Riding off of the current wave of 80s nostalgia, “Mandy” is steeped in 80s iconography. What sets the film apart from other media taking place in the same time like “Stranger Things,” “Glow” and “White Boy Rick” is its preoccupation with 80s metal culture, cultism, and the satanic panic.


For those unfamiliar, the “satanic panic” was a media fixation in the late 70s and early 80s in which groups of parents were convinced teenagers were being indoctrinated in satanism and the occult. Similar to the “pregnancy pact” scare of the late 00’s, the satanic panic was little more than a delusion started by hysterical parental groups and exacerbated by media, and helped inspire works like “The Exorcist” and Stephen King’s “Carrie.”

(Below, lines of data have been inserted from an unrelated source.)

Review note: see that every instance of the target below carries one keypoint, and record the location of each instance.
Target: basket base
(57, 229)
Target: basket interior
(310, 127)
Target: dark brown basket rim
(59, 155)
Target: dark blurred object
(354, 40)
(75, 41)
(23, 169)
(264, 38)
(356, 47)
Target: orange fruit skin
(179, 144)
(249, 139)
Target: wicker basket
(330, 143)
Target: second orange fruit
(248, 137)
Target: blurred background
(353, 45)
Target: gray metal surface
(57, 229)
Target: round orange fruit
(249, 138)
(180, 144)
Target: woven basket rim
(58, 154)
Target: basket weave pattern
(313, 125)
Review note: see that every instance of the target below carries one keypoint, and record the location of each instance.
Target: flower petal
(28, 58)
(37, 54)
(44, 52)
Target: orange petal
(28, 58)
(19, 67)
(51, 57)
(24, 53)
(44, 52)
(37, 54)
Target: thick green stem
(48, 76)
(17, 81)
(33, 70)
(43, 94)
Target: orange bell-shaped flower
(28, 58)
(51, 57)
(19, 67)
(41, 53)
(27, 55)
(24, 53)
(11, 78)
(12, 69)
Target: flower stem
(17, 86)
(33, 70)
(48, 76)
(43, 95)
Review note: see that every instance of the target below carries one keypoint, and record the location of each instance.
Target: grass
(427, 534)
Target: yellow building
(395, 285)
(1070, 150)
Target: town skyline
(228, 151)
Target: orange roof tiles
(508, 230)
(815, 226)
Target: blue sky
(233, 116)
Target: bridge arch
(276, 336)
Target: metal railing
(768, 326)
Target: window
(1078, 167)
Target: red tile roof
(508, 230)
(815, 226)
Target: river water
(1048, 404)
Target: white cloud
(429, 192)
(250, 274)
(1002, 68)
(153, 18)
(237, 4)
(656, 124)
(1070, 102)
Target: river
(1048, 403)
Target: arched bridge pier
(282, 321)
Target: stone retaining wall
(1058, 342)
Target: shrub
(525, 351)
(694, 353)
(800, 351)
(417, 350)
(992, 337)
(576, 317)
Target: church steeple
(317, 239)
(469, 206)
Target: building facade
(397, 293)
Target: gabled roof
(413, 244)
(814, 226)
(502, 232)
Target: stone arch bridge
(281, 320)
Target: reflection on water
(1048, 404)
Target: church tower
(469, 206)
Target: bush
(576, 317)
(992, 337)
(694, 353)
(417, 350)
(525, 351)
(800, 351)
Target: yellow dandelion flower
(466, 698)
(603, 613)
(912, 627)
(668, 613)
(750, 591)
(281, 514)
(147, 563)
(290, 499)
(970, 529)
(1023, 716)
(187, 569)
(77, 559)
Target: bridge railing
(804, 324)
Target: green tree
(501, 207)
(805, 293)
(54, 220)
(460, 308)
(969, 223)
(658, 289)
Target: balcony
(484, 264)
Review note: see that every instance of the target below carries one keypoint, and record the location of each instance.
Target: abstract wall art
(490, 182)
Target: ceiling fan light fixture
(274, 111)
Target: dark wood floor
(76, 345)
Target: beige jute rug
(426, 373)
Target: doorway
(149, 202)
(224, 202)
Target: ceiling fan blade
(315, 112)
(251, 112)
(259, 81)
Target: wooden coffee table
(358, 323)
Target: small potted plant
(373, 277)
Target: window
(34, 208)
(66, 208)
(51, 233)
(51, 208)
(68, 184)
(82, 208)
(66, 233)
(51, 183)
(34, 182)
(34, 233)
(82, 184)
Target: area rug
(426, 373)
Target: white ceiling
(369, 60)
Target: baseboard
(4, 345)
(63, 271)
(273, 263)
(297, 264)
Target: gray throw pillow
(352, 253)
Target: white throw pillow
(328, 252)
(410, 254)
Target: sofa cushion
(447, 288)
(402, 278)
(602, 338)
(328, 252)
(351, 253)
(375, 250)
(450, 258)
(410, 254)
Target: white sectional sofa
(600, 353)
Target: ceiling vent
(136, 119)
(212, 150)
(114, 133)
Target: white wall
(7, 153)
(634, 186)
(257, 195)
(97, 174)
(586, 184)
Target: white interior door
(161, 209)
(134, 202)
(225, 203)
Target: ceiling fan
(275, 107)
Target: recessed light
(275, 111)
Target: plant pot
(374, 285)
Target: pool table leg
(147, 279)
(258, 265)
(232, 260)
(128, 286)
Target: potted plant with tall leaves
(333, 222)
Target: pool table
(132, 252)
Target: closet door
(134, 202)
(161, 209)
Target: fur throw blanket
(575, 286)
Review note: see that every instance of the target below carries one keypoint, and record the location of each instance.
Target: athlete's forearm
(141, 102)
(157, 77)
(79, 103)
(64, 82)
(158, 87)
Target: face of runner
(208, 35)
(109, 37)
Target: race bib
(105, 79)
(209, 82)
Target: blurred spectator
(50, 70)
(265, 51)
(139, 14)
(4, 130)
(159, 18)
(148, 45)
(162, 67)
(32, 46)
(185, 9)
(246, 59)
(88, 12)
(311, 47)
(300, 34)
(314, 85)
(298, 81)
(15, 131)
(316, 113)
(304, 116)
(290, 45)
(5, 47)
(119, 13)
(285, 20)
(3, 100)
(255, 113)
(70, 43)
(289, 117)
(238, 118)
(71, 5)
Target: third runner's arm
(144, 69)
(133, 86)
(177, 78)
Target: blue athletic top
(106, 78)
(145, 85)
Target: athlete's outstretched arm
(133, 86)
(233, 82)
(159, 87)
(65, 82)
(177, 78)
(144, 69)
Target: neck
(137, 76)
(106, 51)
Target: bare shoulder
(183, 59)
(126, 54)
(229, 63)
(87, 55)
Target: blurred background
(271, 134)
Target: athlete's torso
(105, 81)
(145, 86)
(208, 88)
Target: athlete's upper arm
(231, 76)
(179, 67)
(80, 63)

Red Miller (Nicolas Cage) and Mandy Bloom (Andrea Riseborough), are hermetic metalheads living in the mountains of presumably the American north-west. One day while on a walk, Mandy is spotted by cult leader Jeremiah Sand (Linus Roache) who decides, through ridiculous cultist justifications, that he must have sex with her. The cultists launch a plan to kidnap Mandy, which sends Red into a suicidal, drug-fueled, revenge tirade.

What the film lacks in story it makes up for in a gloriously horrific presentation. The film has many influences it wears on its sleeve, not just from metal, but also from horror movies and fantasy which can be seen in brief animated segments and also through Red’s use of medieval weaponry.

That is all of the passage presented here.